Significance was tested at the 0.05 false discovery rate (FDR) level.
Gene expression profiling and EHR-based phenotyping in the Mount Sinai
COVID-19 Biobank
Bio-specimens for this analysis were obtained from 568
individuals^[287]16; some of whom (n = 392) contributed more than one
bio-specimen. The complete biobank dataset and analyses will be
presented in Thompson et al.^[288]53.
RNA-seq gene expression profiling
RNA was extracted from whole blood samples and used to prepare RNA-seq
libraries which were quality controlled and sequenced, as previously
described^[289]53,[290]54. In addition, we confirmed that no samples
were mislabeled. RNA-seq reads were processed, quality controlled, and
aligned to a reference genome as previously described^[291]53,[292]54.
After removing lowly expressed genes (keeping genes with counts per
million >1 in at least half of the number of control subjects in the
cohort), we normalized the raw count data of the 21,194 remaining genes
using voom^[293]55 with dream^[294]56 weights from the
variancePartition R package^[295]57. Samples that failed to pass all
quality controls were removed from further analyses. Principal
component analysis was performed using the prcomp R function to explore
covariate effect on gene expression variance genome-wide.
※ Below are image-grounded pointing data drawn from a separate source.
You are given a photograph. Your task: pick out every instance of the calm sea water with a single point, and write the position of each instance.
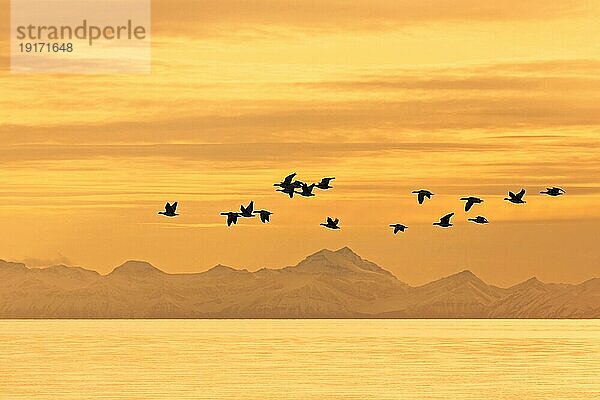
(300, 359)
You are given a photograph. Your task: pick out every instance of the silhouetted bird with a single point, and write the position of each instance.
(287, 181)
(288, 190)
(445, 221)
(398, 228)
(331, 223)
(324, 184)
(264, 215)
(479, 220)
(554, 191)
(421, 194)
(307, 190)
(170, 210)
(516, 198)
(247, 211)
(470, 201)
(232, 217)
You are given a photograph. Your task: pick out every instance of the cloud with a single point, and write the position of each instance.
(222, 17)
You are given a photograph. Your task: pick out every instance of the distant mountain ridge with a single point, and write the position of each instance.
(326, 284)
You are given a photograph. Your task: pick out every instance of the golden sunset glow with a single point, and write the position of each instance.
(462, 98)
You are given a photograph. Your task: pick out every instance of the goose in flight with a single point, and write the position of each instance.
(231, 217)
(264, 215)
(288, 182)
(554, 191)
(445, 221)
(170, 210)
(324, 184)
(307, 190)
(479, 220)
(421, 194)
(516, 198)
(331, 223)
(398, 228)
(247, 212)
(470, 201)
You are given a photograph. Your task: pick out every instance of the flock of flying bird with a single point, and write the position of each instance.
(290, 186)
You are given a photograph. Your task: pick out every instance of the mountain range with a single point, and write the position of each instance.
(326, 284)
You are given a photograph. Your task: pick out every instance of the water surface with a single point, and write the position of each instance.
(300, 359)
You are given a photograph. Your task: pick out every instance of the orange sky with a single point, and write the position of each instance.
(464, 98)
Batch effect
was calculated on a per gene basis using technical replicates sequenced
in all batches, as previously described^[296]53. The following
additional covariates were included in the model: Subject ID, number of
days since first blood sample, RNA Library Prep Plate, Sex, DV200
Percent, and PICARD metrics PCT_R2_TRANSCRIPT_STRAND_READS,
PCT_INTRONIC_BASES, WIDTH_OF_95_PERCENT, MEDIAN_5PRIME_BIAS,
MEDIAN_3PRIME_BIAS^[297]53. Cell type proportions were calculated with
CIBERSORTx^[298]58 using the LM22 reference^[299]53,[300]59. COVID-19
severity-associated cell types are identified as having nonzero
coefficients in a linear mixed model lasso procedure (R package
glmmlasso) predicting COVID-19 severity^[301]53. Finally, we used
dream^[302]56 (a precision-weighted linear mixed model to consider
repeated measures) for differential gene expression analysis while
accounting for covariates identified by variancePartition^[303]57,
above, as well as the proportions of COVID-19 severity associated with
cell types identified above. A total of 6 DE signatures were generated
(Severe end-organ damage Vs. Severe; Severe end-organ damage Vs.
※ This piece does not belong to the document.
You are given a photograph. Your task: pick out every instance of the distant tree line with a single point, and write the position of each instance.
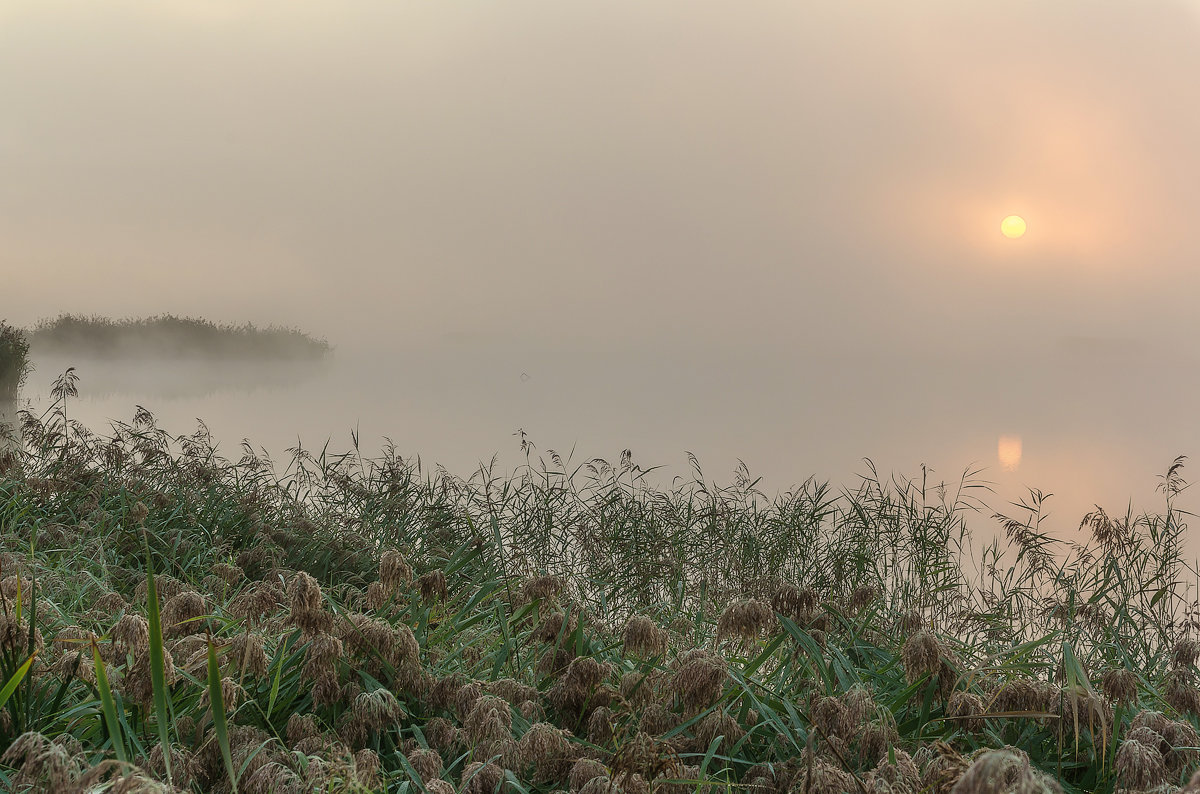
(13, 361)
(167, 335)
Moderate; Severe end-organ damage Vs. Control; Severe Vs. Moderate;
Severe Vs. Control; Moderate Vs. Control). Multiple testing was
controlled separately for each DE comparison accounting for the 21,114
genes tested using the false discovery rate (FDR) estimation method of
Benjamini–Hochberg^[304]48.
COVID-19 severity scale
Phenotypic information was obtained by the EMR of the Mount Sinai
Health System, which is reviewed by a screening team that includes
practicing physicians. Each bio-specimen was associated, when
possible—given the information in the EMR—with a COVID-19 severity
measurement that corresponded to the time of collection. There are four
levels of severity^[305]60: controls, moderate, severe, and severe
end-organ damage, summarized in Supplementary Table [306]13.
Ethics statement
This study was approved by the Human Research Protection Program at the
Icahn School of Medicine at Mount Sinai (STUDY-20-00341). All patients
admitted to the Mount Sinai Health System were made aware of the
research study by a notice included in their hospital intake packet.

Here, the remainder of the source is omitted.